A new pharmacological effect of aspirin

In a new paper, published this week in the online early edition of PNAS, researchers at the University of California, San Diego School of Medicine conclude that aspirin has a second effect: Not only does it kill cyclooxygenase, thus preventing production of the prostaglandins that cause inflammation and pain, it also prompts the enzyme to generate another compound that hastens the end of inflammation, returning the affected cells to homeostatic health. “Aspirin causes the cyclooxygenase to make a small amount of a related product called 15-HETE,” said senior author Edward A. Dennis, PhD, Distinguished Professor of Pharmacology, Chemistry and Biochemistry. “During infection and inflammation, the 15-HETE can be converted by a second enzyme into lipoxin, which is known to help reverse inflammation and cause its resolution – a good thing[1].”

Some study demonstrates that lipoxin affects both secretion and absorption in airway epithelium. In non‐CF bronchial epithelium, lipoxin increases ASL height by inhibiting ENaC to decrease Na+ absorption and by activating CFTR to enhance Cl‐secretion. In CF bronchial epithelium, lipoxin restores ASL height mainly by inhibiting ENaC in the absence of CFTR activity[2].

Inflammatory response has been a hot issue of biological research. There are IL-1, IL-2 and IL-17 signaling pathway in the inflammatory response, and among them, IL – 1 signaling pathway is particularly important. Interleukin-1 (IL-1) is a pro-inflammatory cytokine that signals primarily through the type 1 IL-1 receptor (IL-1R1). The activities of IL-1 include induction of fever, expression of vascular adhesion molecules, and roles in arthritis and septic shock.

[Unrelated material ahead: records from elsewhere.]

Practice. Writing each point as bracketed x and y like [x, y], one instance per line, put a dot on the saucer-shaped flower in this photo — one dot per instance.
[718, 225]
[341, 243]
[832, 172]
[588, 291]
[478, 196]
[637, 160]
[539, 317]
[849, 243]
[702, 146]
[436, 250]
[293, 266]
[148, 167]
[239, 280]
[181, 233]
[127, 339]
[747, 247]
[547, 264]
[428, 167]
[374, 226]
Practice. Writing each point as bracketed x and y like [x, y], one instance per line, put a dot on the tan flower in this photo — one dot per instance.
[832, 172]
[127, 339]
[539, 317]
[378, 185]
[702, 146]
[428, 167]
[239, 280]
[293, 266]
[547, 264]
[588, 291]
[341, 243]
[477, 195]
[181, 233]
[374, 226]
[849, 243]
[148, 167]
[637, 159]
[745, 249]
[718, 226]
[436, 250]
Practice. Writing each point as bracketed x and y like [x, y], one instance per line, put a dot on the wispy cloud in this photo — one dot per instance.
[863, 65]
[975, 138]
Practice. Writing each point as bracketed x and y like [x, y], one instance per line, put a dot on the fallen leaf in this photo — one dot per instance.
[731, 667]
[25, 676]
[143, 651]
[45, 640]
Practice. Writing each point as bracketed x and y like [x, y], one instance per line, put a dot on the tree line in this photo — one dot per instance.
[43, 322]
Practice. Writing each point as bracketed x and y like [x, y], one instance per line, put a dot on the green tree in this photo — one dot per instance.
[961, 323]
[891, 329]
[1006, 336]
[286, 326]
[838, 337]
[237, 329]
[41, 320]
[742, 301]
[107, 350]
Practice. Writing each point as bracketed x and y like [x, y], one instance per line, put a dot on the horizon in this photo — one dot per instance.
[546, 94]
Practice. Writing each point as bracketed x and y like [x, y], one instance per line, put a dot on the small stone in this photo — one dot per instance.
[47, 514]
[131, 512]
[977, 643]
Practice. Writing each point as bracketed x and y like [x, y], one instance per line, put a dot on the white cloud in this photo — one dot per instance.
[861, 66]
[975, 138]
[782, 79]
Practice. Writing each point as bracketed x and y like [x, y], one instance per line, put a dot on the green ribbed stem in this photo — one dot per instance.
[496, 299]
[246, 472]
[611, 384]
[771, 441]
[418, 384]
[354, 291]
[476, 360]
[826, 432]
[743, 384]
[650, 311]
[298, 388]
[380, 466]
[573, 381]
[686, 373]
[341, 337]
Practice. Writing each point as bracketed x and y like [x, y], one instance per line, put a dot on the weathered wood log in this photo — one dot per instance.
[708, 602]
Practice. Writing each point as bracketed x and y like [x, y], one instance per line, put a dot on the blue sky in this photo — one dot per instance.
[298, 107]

The inflammatory activities of IL-1 are partially derived by transcriptionally inducing expression of cytokines such as TNF-alpha and interferons, as well as inducing the expression of other inflammation-related genes. There are two forms of IL-1 encoded by distinct genes, IL-1 alpha and IL-1 beta. IL-1 beta is produced as a 269 amino acid precursor that is cleaved by IL-1beta converting enzyme (ICE) to the active IL-1 beta form that is secreted. IL-1 signaling is opposed by the naturally occurring peptide IL-1 receptor antagonist which is a therapeutic agent for the treatment of arthritis.The type 1 IL-1 receptor protein binds IL-1 beta but requires the IL-1 receptor accessory protein (IL-1RAcP) to transduce a signal. IL-1 binding cause’s activation of two kinases, IRAK-1 and IRAK-2, associated with the IL-1 receptor complex. IRAK-1 (IL-1 Receptor Associated Kinase) activates and recruits TRAF6 to the IL-1 receptor complex. TRAF6 activates two pathways, one leading to NF-kB activation and another leading to c-jun activation. The TRAF associated protein ECSIT leads to c-Jun activation through the Map kinase/JNK signaling system. TRAF6 also signals through the TAB1/TAK1 kinases to trigger the degradation of I-kB, and activation of NF-kB. The IL-1 signaling cascade represents a highly conserved response to pathogens through evolution, with homologs in insects and even in plants. The signal transduction cascade utilized by IL-1 receptor is similar to that of TNF, resulting in NF-kB activation, and is most similar to that of the Toll-like receptors that also participate in inflammatory signaling responses to pathogen components like endotoxin (see Toll-like receptor pathway)[3].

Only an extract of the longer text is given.